Летящий вдаль, стр. 7

Ощутимо тянет гарью. Я чувствую, что уже близко. Мои слова подтверждает и пепел, который медленно кружится вокруг меня, оседая на землю мягким покрывалом. Через стекла шлема кажется, что это снег. Видимость ухудшается с каждым пройденным метром. Что скрывает от меня пепельное покрывало? А вдруг за этим саваном меня ждет смерть? Или я уже на ее территории? Но мне совсем не страшно. Байкеры не умирают, они становятся ветром.

В небе проносится стая птиц. Отсюда невозможно разглядеть, являются ли они угрозой для меня. К счастью, они не проявляют особого любопытства и, немного покричав над моей головой, уносятся прочь.

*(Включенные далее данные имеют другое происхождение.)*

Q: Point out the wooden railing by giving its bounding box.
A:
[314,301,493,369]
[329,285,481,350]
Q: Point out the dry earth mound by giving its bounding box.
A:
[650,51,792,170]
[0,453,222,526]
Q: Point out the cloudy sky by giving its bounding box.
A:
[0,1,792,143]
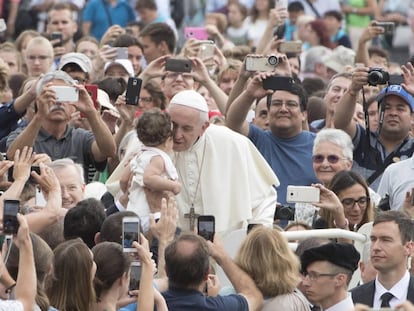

Есть город, говорила она. И есть мечта. И я к ней иду.

Глава 3

Чучельник

Волгодонск, через месяц после встречи с Аксиньей

Теперь я могу сказать с полной уверенностью – родной город стал мне тюрьмой, откуда невозможно выбраться. Она не позволяет и всячески препятствует этому. Как я только ни пытался, бежал в разных направлениях: север и юг, запад и восток. И каждый раз сталкивался с таким сопротивлением. Кто или что она? Почему встает каждый раз на моем пути? У меня нет ответа. А может, я просто свихнулся, и все это мне просто чудится. Не было и нет никакой Аксиньи. Тем не менее, я до сих пор здесь.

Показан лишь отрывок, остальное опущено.